John Kamau Waweru v Joseph Muriu Waithaka [2017] KEHC 8140 (KLR) | Stay Of Execution | Esheria

John Kamau Waweru v Joseph Muriu Waithaka [2017] KEHC 8140 (KLR)

Full Case Text

REPUBLIC OF KENYA

IN THE HIGH COURT OF KENYA AT NAKURU

CIVIL APPEAL NUMBER 83 OF 2016

JOHN KAMAU WAWERU ….......................................................APPLICANT

VERSUS

JOSEPH MURIU WAITHAKA ….............................................. RESPONDENT

(Being an Appeal from the ruling of Hon.F. Muguongo, Magistrate dated 18th July, 2016 in Nakuru CMCC No.1333 of 2015 between Joseph Muriu Waithaka and John Kamau Waweru)

RULING

1. Before me is an application brought by the appellant, John Kamau Waweru under Order 42 rule 6(1) of the Civil Procedure Rules and Section 3A of the Act.

The applicant seeks an order of stay of execution of the exparte Judgment issued on the 16th March 2016 in Nakuru CMCC No. 1333 of 2015.

In his supporting affidavit, the applicant deposes that the exparte judgment appealed from was so entered because the appellants Advocate Mr.

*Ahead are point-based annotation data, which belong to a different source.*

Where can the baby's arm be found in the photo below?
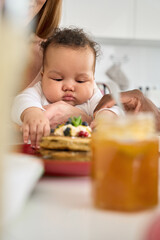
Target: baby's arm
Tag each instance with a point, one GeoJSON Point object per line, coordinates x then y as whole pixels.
{"type": "Point", "coordinates": [34, 125]}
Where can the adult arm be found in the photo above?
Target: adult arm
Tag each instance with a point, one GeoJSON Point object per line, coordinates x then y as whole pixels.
{"type": "Point", "coordinates": [133, 101]}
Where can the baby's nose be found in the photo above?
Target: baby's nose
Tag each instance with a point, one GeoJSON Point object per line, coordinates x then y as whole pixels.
{"type": "Point", "coordinates": [68, 86]}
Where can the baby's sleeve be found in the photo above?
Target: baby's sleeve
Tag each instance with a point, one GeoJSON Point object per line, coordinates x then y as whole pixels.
{"type": "Point", "coordinates": [30, 97]}
{"type": "Point", "coordinates": [115, 109]}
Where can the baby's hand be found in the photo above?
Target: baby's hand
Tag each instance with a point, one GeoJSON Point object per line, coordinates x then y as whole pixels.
{"type": "Point", "coordinates": [35, 125]}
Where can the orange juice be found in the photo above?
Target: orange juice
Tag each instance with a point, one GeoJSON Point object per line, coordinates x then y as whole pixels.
{"type": "Point", "coordinates": [124, 172]}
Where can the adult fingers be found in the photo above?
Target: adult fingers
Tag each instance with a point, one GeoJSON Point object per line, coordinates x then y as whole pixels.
{"type": "Point", "coordinates": [106, 101]}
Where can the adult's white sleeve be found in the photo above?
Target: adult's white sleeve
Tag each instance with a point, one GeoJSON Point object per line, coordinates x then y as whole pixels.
{"type": "Point", "coordinates": [28, 98]}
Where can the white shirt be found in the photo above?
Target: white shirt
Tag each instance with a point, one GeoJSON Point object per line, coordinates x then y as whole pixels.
{"type": "Point", "coordinates": [34, 97]}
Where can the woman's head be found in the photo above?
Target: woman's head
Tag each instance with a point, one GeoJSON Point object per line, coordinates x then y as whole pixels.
{"type": "Point", "coordinates": [69, 64]}
{"type": "Point", "coordinates": [47, 15]}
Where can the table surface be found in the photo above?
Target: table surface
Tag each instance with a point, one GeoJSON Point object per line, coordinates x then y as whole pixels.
{"type": "Point", "coordinates": [61, 208]}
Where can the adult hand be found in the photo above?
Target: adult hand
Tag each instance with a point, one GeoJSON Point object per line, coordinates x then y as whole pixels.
{"type": "Point", "coordinates": [59, 112]}
{"type": "Point", "coordinates": [133, 101]}
{"type": "Point", "coordinates": [35, 125]}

Cheche Olaly had no valid practicing certificate and did not take any action in the matter on his behalf leading to the exparte judgment, that he now seeks to stay execution thereof.

2. The application arises from a sale and purchase of a motor vehicle whereof the appellant sold and handed over all transfer documents to the respondent and now seek refund of the purchase price as directed in the judgment.  It is deponed that the decretal sum being Kshs.525,490/= if paid would cause the appellant irreparable loss and as respondent has both the ownership and possession of the motor vehicle, subject  of the primary suit.

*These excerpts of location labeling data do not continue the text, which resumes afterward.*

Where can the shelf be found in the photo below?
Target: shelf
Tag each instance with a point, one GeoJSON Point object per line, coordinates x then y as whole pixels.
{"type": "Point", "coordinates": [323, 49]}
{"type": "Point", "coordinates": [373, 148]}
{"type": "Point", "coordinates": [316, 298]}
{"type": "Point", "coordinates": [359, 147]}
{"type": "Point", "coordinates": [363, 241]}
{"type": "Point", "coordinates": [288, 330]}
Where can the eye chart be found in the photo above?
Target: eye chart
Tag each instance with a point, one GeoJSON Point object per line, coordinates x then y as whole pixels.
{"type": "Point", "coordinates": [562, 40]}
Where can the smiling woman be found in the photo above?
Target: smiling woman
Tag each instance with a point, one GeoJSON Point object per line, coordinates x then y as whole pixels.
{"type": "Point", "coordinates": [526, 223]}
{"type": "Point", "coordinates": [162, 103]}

3. The application is opposed.  In his Replying affidavit sworn on the 8th November 2016 the respondent deposes that as required by law a stay of execution was not sought in the lower court in the first  instance and therefore it is procedurally defective.

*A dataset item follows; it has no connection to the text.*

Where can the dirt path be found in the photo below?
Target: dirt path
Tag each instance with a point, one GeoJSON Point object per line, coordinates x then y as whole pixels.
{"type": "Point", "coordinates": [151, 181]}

Further it is stated that the applicant has not met the legal requirements stated under Order 42 Rule 6 of the Civil Procedure Rules in that there was inordinate delay in bringing the application, a period of seven months that has not been explained and that no substantial loss was established.

It is further deponed that the applicant has not shown that the respondent would be unable to repay the money if paid should the appeal be successful.

4.  I have considered the affidavit evidence as well as oral submissions by both  counsel.

For an order of stay of execution pending appeal to be granted, provisions of Order 42 Rule 6 of the Civil Procedure Rulesought to be complied with.

5. Sub rule 6(1) requires that an application for stay of execution  must in the first instance be made before the court that issued the decree whether or not it is allowed.

Rule (6) (2) of the said order states:

“No order of stay of execution shall be made under sub-rule (1) unless

a) The court is satisfied that substantial loss may result to the applicant unless the order is made  and the application has been made without unreasonable delay, and

b)Such security as the court orders for the due   performance of such decree or order as may ultimately be binding on him has been given by the applicant.

6. I have noted that the decree is a money decree in the sum of Kshs.525,490/=.  The applicant has not demonstrated to the court what substantial loss he would suffer if he pays the money to the Respondent.  He has not demonstrated that if paid and the appeal succeeds, the respondent would be unable to repay it back.

That he has failed to demonstrate.  It is not enough just to state.  Stating that the appeal has high chances of success is not enough.  This is compounded by the fact that very limited information has been availed to the court.

7. In the case Kenya Shell Ltd -vs- Benjamin Karuga Kibiru & Others (1982-88) I KAR, Platt J,stated:

“An intended appeal does not automatically operate as stay.  The application for the stay made before the High Court failed because the first of the conditions set out in Order 41 rule 4 of the Civil Procedure Rules was not met.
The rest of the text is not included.